I am going to bet this is because the breeder doesn't have any papers for this puppy!!! If one of the puppies parents isn't AKC registered, there is NO way to register the puppy AKC- unless the breeder told you the puppy would be registered with a different registry-


----------



## good buddy

I believe she had mentioned the pup was UKC. I guess that could be United Kennel Club or Universal Kennel Club. I _think_ Universal Kennel Club takes all or any breeds including mixes.


----------



## mimismom

Wow! What a mess... I hope that everything gets worked out. 

She seems sweet! (the pup that is)


----------



## harrach

The name of the sire that the breeder gave me is Deppes Angus Boldly Goes. I looked him up on the AKC site (he's supposed to be AKC) but I couldn't find any info. Can someone who knows what they are doing look him up and tell me whatever info they can find? Thanks


----------



## marjrc

Hello Harrach and welcome to you and to your sweet Penny Lane! I'm sorry you are facing problems with dealing with the breeder. Since you wouldn't be able to show your puppy anyway, the papers may not be at all important. It would be nice, though, if you could check if the parents passed some of the health tests that are recommended. You can find that out at www.offa.org Enter the "official" name of either or both parents and see what comes up. You can also try the breeder's name, but I wouldn't hold my breath. Something tells me that she couldn't have been bothered with health testing her dogs. Either way, so long as your sweet girl is healthy and gives you joy, that is what counts in the end. She's a cutie pie!


----------



## Havtahava

harrach said:


> The name of the sire that the breeder gave me is Deppes Angus Boldly Goes. I looked him up on the AKC site (he's supposed to be AKC) but I couldn't find any info. Can someone who knows what they are doing look him up and tell me whatever info they can find? Thanks


I'm not sure what you mean when you say you looked him up on the AKC site. What are you trying to find there? That will only give you (show) point information.

I found your breeder's web site pretty easily with that information. Being that she is in one of the big puppy mill states, has a lot of dogs in more than one breed (13 Havs prominantly featured on her site), doesn't care about conformation (photos show that and so do her notes of "champion sire" or "both champion parents" of her breeding dogs), and doesn't recognize or acknowlege a short-haired Havanese, I'm not sure you're going to get much out of her.

At this point, what do you want from her? I doubt you'll ever get AKC or UKC papers from her, but if you want to push for a partial refund for misrepresentation and/or overcharging, that may be the avenue to pursue.


----------



## luv3havs

I'd go for the partial refund for misrepresentation and/or overcharging that Kimberly suggested.

She shouldn't be allowed to get away with this deceptive behavior.

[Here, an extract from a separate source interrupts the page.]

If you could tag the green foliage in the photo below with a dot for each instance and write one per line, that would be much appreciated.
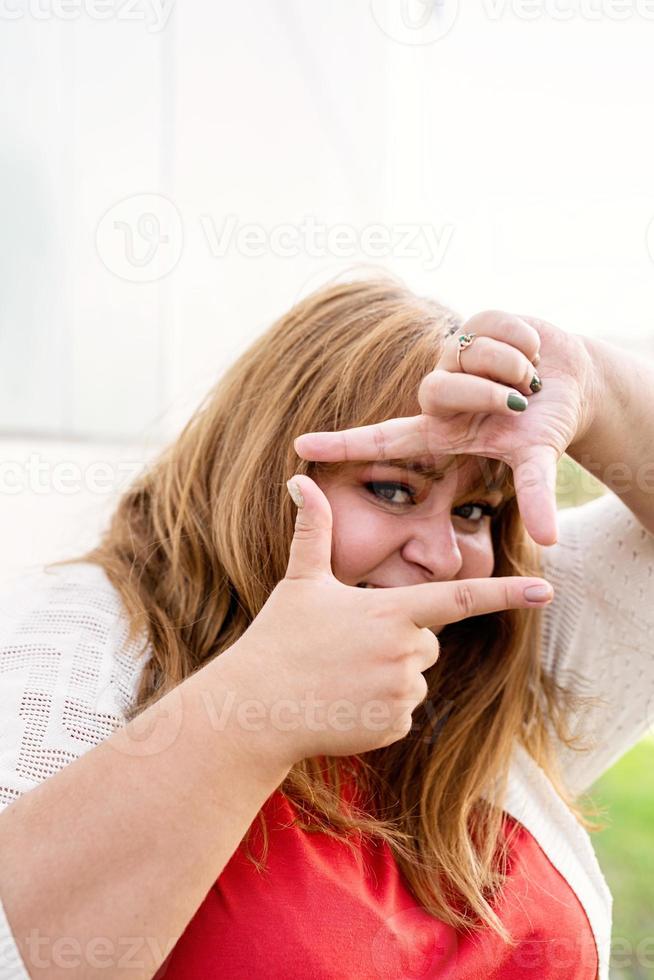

Although you love your dog and she is adorable, she is not what you signed on for and paid for.
I hope you go to small claims court as you previously mentioned.


----------



## Renee

Don't forget the Better Business Bureau. Gives her another "black" mark if people are researching her. Also, how about a well written letter to the editor in her town?? She shouldn't be allowed to get away with this. I would let her know the steps you're going to take if she doesn't issue you a partial refund. It was clearly misrepresenation.


----------



## Pixiesmom

This whole thing stinks on ice-I'm really sorry you're going through this. 
Your puppy is adorable though. I really hope it all works out for you.


----------



## Havtahava

harrach said:


> The part that I'm not happy about is that I paid $2,200 for her. And the breeder is denying that she's a Shavanese AND also mentioned something about a lawyer in her last email to me.


By the way, if you do a search on this site using the terms Deppe and the kennel name, you'll find at least two threads where people have paid $900 for their dogs from them, which was a steal because they were told the dogs were normally $1200-1800. I'm curious to know why she charged you so much more than the others, especially if she isn't indicating that your puppy is a "rare" (which chaps my hide anyway).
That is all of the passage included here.